En 2025, hablar de formación eficaz no es solo hablar de contenidos, sino de cómo, para qué y con qué propósito se aprende dentro de las organizaciones. La transformación del trabajo, la aceleración digital y la nueva sensibilidad hacia el bienestar humano han convertido al área de RRHH en un eje estratégico. Y dentro de ella, la formación ha dejado de ser un “evento” para convertirse en una herramienta de cambio cultural y bienestar emocional.
En este artículo quiero compartir las tres claves que, según mi experiencia en el acompañamiento a equipos y líderes, están marcando el éxito de las estrategias formativas modernas: el microlearning, el bienestar emocional y la cultura. No son conceptos aislados: cuando se conectan bien, transforman. Y lo mejor: ya hay soluciones aplicables y medibles para ponerlas en marcha.
Microlearning: formación que cabe en la agenda y en el cerebro
El microlearning no es solo una moda, es una necesidad. En un contexto donde el 49% de los profesionales reconoce tener menos de 24 minutos semanales para formarse (Fuente: Deloitte, 2023), ofrecer aprendizaje en cápsulas breves, accesibles y orientadas a la acción es una forma realista y eficaz de lograr impacto.
¿Qué está funcionando?
- Vídeos de 3-5 minutos con ejemplos reales y aplicables.
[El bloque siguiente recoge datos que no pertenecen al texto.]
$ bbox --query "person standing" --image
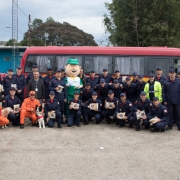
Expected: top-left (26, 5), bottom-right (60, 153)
top-left (2, 68), bottom-right (17, 97)
top-left (163, 69), bottom-right (180, 131)
top-left (42, 67), bottom-right (55, 99)
top-left (144, 74), bottom-right (162, 102)
top-left (13, 66), bottom-right (26, 103)
top-left (27, 71), bottom-right (45, 104)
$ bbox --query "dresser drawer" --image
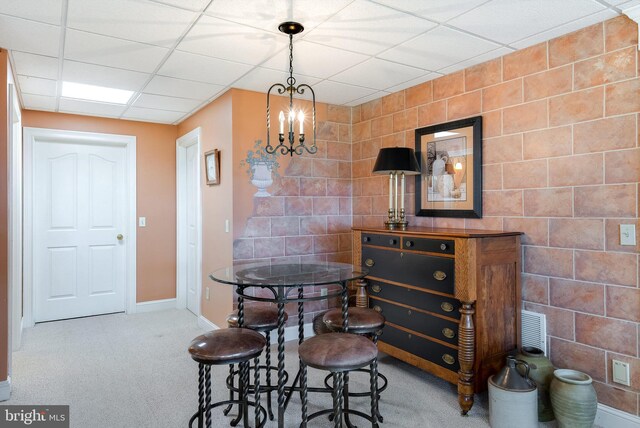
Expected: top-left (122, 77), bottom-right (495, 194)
top-left (370, 299), bottom-right (458, 346)
top-left (380, 325), bottom-right (460, 372)
top-left (362, 233), bottom-right (400, 248)
top-left (402, 236), bottom-right (455, 254)
top-left (367, 280), bottom-right (460, 319)
top-left (362, 247), bottom-right (454, 294)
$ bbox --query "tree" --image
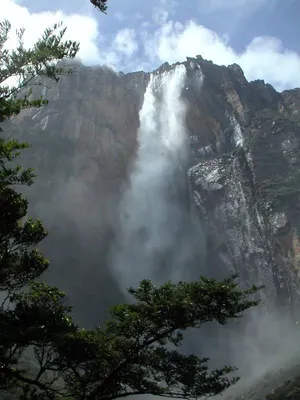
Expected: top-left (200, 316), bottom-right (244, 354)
top-left (90, 0), bottom-right (107, 14)
top-left (53, 277), bottom-right (259, 400)
top-left (0, 21), bottom-right (79, 396)
top-left (0, 14), bottom-right (259, 400)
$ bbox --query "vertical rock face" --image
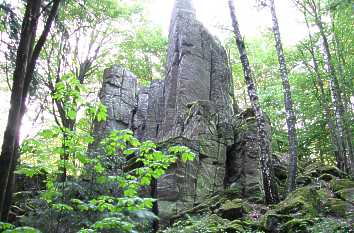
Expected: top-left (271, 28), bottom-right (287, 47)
top-left (93, 0), bottom-right (266, 224)
top-left (89, 65), bottom-right (138, 160)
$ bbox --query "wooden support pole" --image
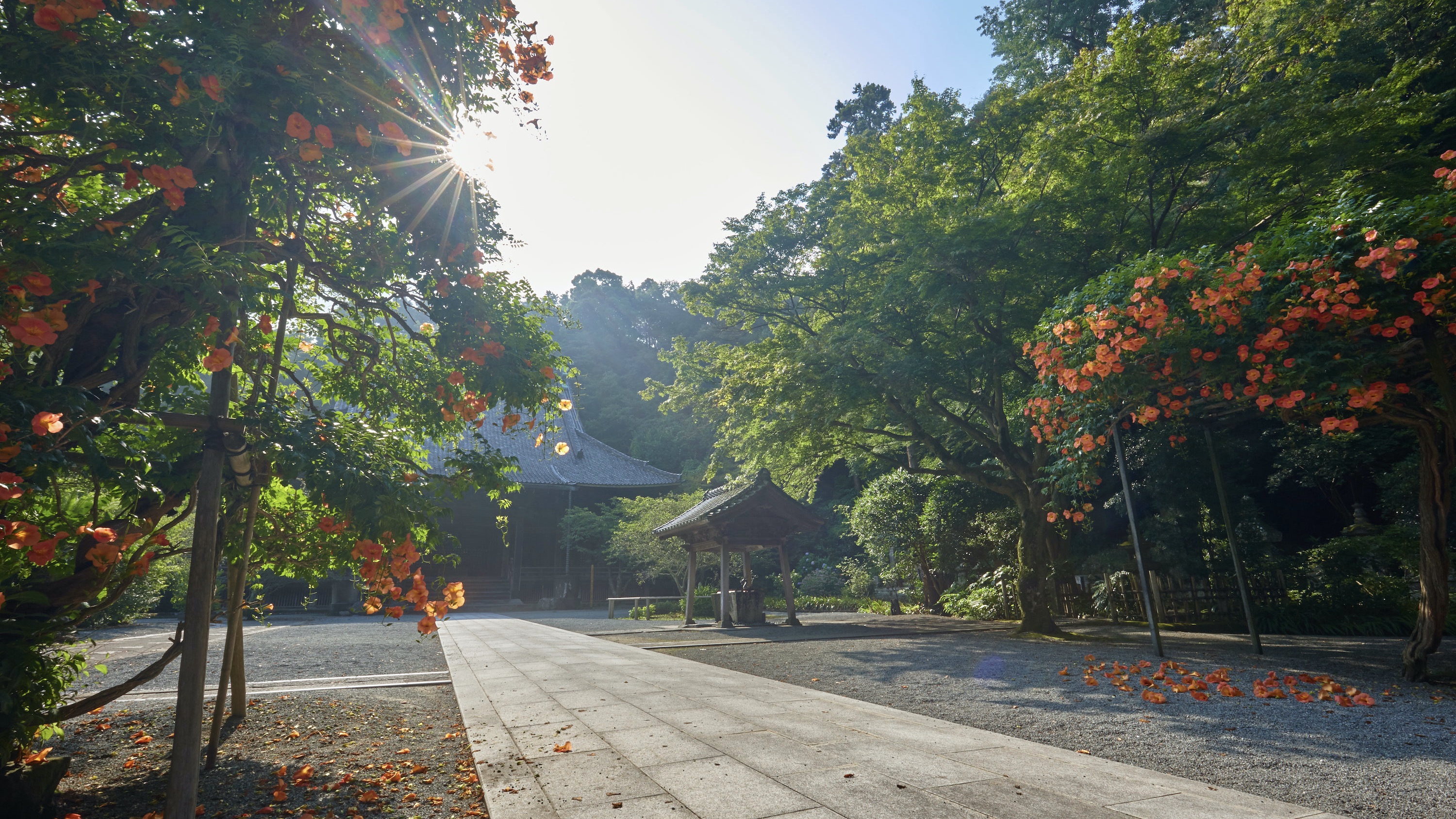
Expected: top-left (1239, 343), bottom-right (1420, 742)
top-left (1107, 417), bottom-right (1163, 660)
top-left (683, 550), bottom-right (697, 625)
top-left (718, 544), bottom-right (732, 628)
top-left (165, 314), bottom-right (234, 819)
top-left (205, 468), bottom-right (264, 770)
top-left (779, 545), bottom-right (799, 625)
top-left (1203, 426), bottom-right (1264, 655)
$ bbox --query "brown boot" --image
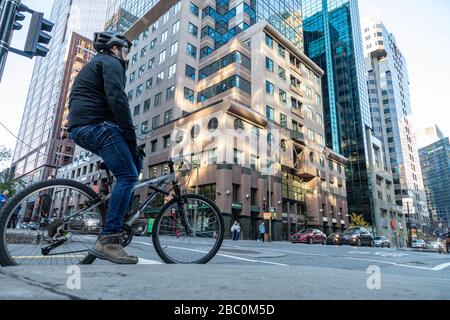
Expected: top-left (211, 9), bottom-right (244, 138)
top-left (90, 233), bottom-right (139, 264)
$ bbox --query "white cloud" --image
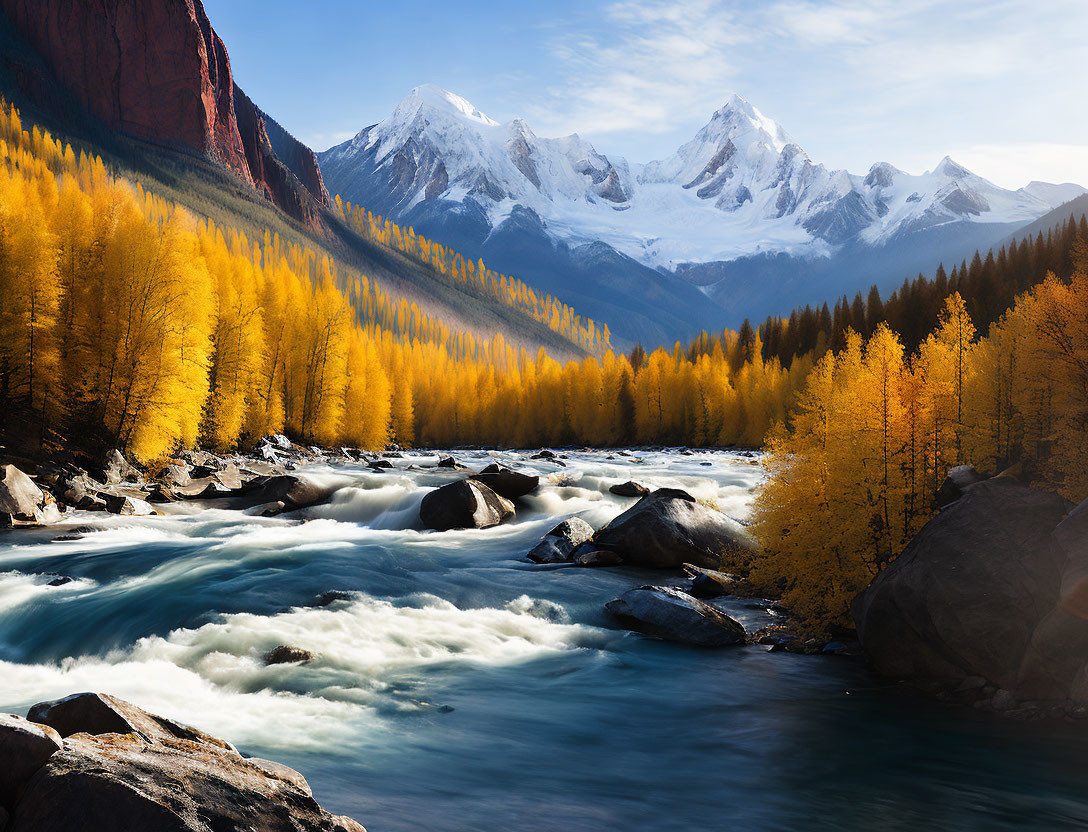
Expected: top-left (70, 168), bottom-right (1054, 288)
top-left (950, 142), bottom-right (1088, 188)
top-left (520, 0), bottom-right (1088, 185)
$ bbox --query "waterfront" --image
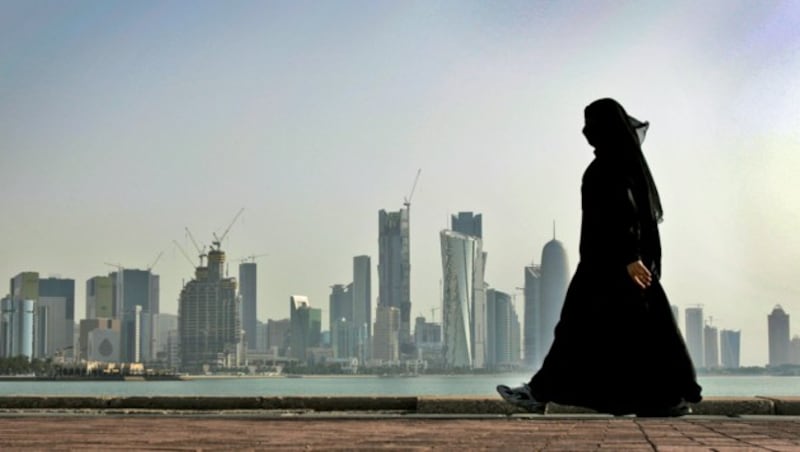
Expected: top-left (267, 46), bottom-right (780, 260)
top-left (0, 374), bottom-right (800, 397)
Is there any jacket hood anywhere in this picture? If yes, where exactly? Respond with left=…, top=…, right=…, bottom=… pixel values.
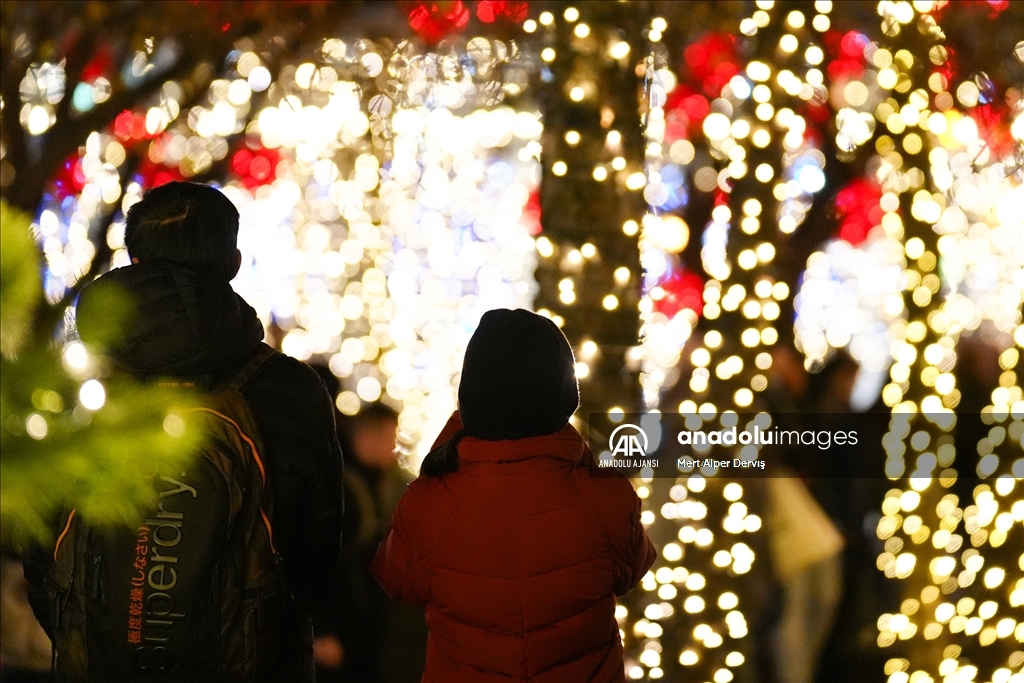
left=458, top=425, right=585, bottom=465
left=431, top=411, right=593, bottom=465
left=76, top=261, right=263, bottom=376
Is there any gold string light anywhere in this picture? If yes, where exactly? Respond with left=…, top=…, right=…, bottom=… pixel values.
left=876, top=2, right=1024, bottom=683
left=620, top=2, right=831, bottom=683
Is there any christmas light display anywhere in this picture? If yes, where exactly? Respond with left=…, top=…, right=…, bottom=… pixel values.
left=0, top=0, right=1024, bottom=683
left=29, top=22, right=543, bottom=458
left=627, top=2, right=831, bottom=683
left=860, top=2, right=1024, bottom=683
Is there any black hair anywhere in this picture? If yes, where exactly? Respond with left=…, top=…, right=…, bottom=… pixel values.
left=125, top=182, right=239, bottom=280
left=420, top=429, right=466, bottom=477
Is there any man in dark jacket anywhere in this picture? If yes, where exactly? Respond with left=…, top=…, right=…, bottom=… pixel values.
left=26, top=182, right=342, bottom=683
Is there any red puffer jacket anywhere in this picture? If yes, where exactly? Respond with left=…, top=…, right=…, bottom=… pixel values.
left=372, top=413, right=655, bottom=683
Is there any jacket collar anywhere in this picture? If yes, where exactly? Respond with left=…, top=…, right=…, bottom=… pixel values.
left=459, top=425, right=585, bottom=465
left=77, top=261, right=263, bottom=376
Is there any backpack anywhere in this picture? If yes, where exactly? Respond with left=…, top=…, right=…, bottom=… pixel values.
left=47, top=345, right=285, bottom=683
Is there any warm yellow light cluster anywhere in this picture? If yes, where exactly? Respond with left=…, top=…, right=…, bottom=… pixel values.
left=873, top=2, right=1024, bottom=683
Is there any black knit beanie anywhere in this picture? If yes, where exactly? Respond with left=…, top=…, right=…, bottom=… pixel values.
left=459, top=308, right=580, bottom=440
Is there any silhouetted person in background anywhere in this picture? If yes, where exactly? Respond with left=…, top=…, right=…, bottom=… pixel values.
left=313, top=395, right=427, bottom=683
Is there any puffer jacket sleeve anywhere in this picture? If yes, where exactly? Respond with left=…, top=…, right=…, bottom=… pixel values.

- Micro-retos o simulaciones que los equipos pueden hacer en 10 minutos.
- Integración con plataformas de uso diario (Teams, Slack…).
Solución práctica: Implementar un microlearning planificado con itinerarios mensuales de 20 minutos totales (5 minutos por semana) ligados a objetivos culturales. Por ejemplo: si tu foco es el liderazgo empático, puedes incluir píldoras sobre escucha activa, validación emocional y gestión de conflictos.
Bienestar emocional: no se forma quien está quemado
La relación entre bienestar emocional y capacidad de aprendizaje es directa. Según la Universidad de Harvard, el estrés crónico reduce la capacidad de concentración y memoria a corto plazo en un 30-50%. Por tanto, antes de exigir resultados en la formación, toca revisar el terreno emocional donde se siembra.
En nuestros proyectos vemos un patrón claro: los equipos que más se benefician de la formación son los que han trabajado primero en su seguridad psicológica, equilibrio emocional y propósito compartido.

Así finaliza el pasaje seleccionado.